Thousand Times Broken
Three Books
Thousand Times Broken brings together three extraordinary, previously untranslated books in which Henri Michaux’s art and poetry merge in ways never seen before, composing a journey in which we––with the great visionary Michaux as our guide––are invited to hover between reading and looking, between the ineffable and the known, between body and spirit into a realm where it is possible to perceive “what one otherwise doesn’t perceive, what one hardly suspects at all.”
Composed between 1956-1959, during Michaux’s mescaline experiments, all three books engage a dynamic struggle between the mark and the word as Michaux searches for a medium up to the task of expressing the inexpressible. Included are Four Hundred Men on the Cross, a ghostly, enigmatic contemplation of Michaux’s loss of faith, Peace in the Breaking, written under the influence of mescaline, its title poem of pure ascension sent flowing into the same spine-like furrows of Michaux’s India ink drawings, and Watchtowers on Targets, a singular, automatic collaboration with surrealist and abstract expressionist painter Roberto Matta. Translated from the French by noted poet Gillian Conoley.
Praise for Thousand Times Broken:
"This is an invaluable addition to Michaux’s works in English, filling an important gap with a vivid, vibrant linguistic performance."—Cole Swensen
"In his quest for the inexpressible, Michaux represents the ultimate paradox, at once visionary mystic and rationalist, as he seeks to chart the journey without end. Gillian Conoley’s skilled and vital translations, as well as her deeply illuminating commentaries on the three extraordinary volumes collected here, are indeed a revelation and a gift."—Michael Palmer
"In Gillian Conoley’s committed, devoted translation, with her thoughtful introduction, appear three visionary works from Henri Michaux. Michaux’s turbulent but nuanced struggle with the cosmic defamiliarization of verbal and visual art registers risk wherein alphabetical signs become marks or figures, and figures become signs, become words."—Norma Cole
"In these three remarkable works from the late fifties, in which the activity of inscription inhabits the abstract mark as well as the signifying word, Michaux “perceived what one otherwise doesn’t perceive, what one hardly suspects if at all.” Now, through Gillian Conoley’s impassioned translation, Anglophone readers can perceive it too."—Barry Schwabsky, poet and critic for The Nation
About the Author:
One of the most influential French writers and visual artists of the twentieth century, Henri Michaux was known for his explorations of perception and consciousness.

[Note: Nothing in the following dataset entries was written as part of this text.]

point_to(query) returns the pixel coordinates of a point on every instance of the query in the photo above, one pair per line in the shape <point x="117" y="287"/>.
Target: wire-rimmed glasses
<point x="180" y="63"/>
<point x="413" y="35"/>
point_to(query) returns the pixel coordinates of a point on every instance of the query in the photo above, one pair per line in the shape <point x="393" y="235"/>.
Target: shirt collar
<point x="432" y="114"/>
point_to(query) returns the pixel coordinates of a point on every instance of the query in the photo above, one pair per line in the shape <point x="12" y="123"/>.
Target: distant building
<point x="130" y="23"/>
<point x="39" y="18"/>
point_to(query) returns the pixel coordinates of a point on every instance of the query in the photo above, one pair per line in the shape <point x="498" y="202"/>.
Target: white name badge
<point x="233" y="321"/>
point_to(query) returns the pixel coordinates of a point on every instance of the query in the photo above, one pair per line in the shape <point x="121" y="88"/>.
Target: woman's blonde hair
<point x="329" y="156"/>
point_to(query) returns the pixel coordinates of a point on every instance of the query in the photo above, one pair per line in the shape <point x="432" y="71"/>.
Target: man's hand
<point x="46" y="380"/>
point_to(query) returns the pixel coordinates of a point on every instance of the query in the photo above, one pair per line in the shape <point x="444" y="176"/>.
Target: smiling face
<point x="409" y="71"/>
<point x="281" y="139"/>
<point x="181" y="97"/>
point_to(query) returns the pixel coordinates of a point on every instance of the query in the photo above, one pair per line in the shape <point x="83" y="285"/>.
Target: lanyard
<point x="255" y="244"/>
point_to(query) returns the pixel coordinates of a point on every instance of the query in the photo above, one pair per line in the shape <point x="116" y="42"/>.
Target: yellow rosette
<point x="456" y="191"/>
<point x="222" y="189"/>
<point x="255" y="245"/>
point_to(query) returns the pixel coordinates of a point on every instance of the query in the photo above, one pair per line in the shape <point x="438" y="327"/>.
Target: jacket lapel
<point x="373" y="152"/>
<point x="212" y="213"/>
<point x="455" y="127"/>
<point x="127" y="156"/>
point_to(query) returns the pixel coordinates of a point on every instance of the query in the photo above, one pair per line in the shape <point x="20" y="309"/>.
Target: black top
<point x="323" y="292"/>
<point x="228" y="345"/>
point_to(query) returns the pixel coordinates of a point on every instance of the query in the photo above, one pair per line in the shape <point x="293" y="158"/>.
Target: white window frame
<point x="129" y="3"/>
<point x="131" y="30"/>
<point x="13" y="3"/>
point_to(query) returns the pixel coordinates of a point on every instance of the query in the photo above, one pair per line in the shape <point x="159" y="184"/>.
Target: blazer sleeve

Gillian Conoley is the author of seven books of poetry and edits the long-running journal Volt.
Henri Michaux: One of the most influential French writers and visual artists of the twentieth century, Belgian-born Henri Michaux (1899-1984) was known for his continual journeys into perception and consciousness. Throughout the almost sixty years of his creative life, Michaux published over thirty books of poems, narratives, essays, travelogues, journals and drawings. His visual work was shown in central museums of Europe and the United States, including the Guggenheim in New York and the National Museum in Paris. In 1960 he was awarded the Einaud Prize at the Biennale in Venice. Five years later, he refused the French Grand Prize for Letters as a protest against the award culture in the arts. Throughout both his visual and literary work, one can trace the struggle for, and his disappointment in not finding, a universal language through gesture, mark, sign, and the word.
Gillian Conoley: Gillian Conoley was born in Austin Texas. She is the author of seven collections of poetry. Editor and founder of Volt magazine, she is Professor and Poet-in-Residence at Sonoma State University. She lives with her family in a small town just north of San Francisco.